A tattooer can do everything right and still be a victim of circumstances. In this case, the insurance company was able to intervene on the tattooer’s behalf even if the small claims court didn’t allow direct representation.
So what is the moral of this particular story? I spot several.
- Don’t be a total D-Bag. (If you don’t know what a D- Bag is I will give you a hint – it rhymes with Smoosh-Bag) If you get a tattoo and you love it and it is all good don’t then come back at the artist with trumped-up legal claims because you changed your mind or your family or significant other is unhappy with your tattoo. Own your ink. It’s your skin and your life – you made an informed decision now live with it.
- Think Before You Ink – This is always true and never more so then when you are going directly against your parents or others in your life who have direct influence over you. My mother hates my tattoos but she is not going to go and try to sue the artists who have tattooed me. Why? Because I am a f-ng grown up and she understands I make my own choices. If your family is insanely anti-tattoo (or your job or religious group) then don’t put some hapless tattoo artist in the middle of a power struggle. Either get it sorted BEFORE your tattoo or just don’t get one.

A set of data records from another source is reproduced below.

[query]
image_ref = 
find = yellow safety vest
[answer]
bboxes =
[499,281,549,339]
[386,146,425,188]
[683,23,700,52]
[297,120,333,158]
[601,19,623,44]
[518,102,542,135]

- If You are a Tattoo Artist you NEED insurance!! Why? See #1.
Being a tattoo artist is hard work and the potential for problems and drama can run high – here is another gem from PPIB for your consideration;
Dog Bites – and S0 Does Reality
Claims can arise if there is a dog in the shop. In one case the dog bit the girlfriend of the shop owner. Due to the potential liability from the bite, he was prepared to keep her around as his girlfriend although he was somewhat over the relationship. When the claims department advised him the statute of limitations is 2 years, he decided he couldn’t stay with her for 2 more years. Once he broke off the relationship, the woman submitted a lawsuit for the dog bite. That didn’t end well. Dog bites are considered to be absolute liability to the dog owner – there is no defense.
Another time when a dog bit the tattoo shop’s client, it ended well because the client was on the run from the local authorities, so he did not stick around long enough to file a claim.
OK let’s break this down with some critical life lessons;
- Don’t bring your dog to the shop. I know that seems like a cheap shot but it had to be said.
- Don’t bring your girlfriend to the shop if she is; a) not really your girlfriend anymore b) litigious c) not a huge dog fan OR d) Loves dogs, wants to be with you forever, but unfortunately smells like meat snacks.
- Don’t bring your felon- on- the- run friend to the shop because – well just because. But hey – freebie on that dog bite incident!
Remember – you don’t want pending lawsuits to choose your romantic partners for you and you DEFINITELY want tattoo insurance if you are planning on doing any of the above.
So if you are still sitting in front of your computer with your misspelled tattoo on your skin and still wondering if you can sue a tattoo artist for a bad tattoo just know the answer is yes – sort of – but you should remember to not be a D-Bag about it and for goodness sake – please leave your dog at home.
Make good tattoo choices in 2017 and always carry insurance!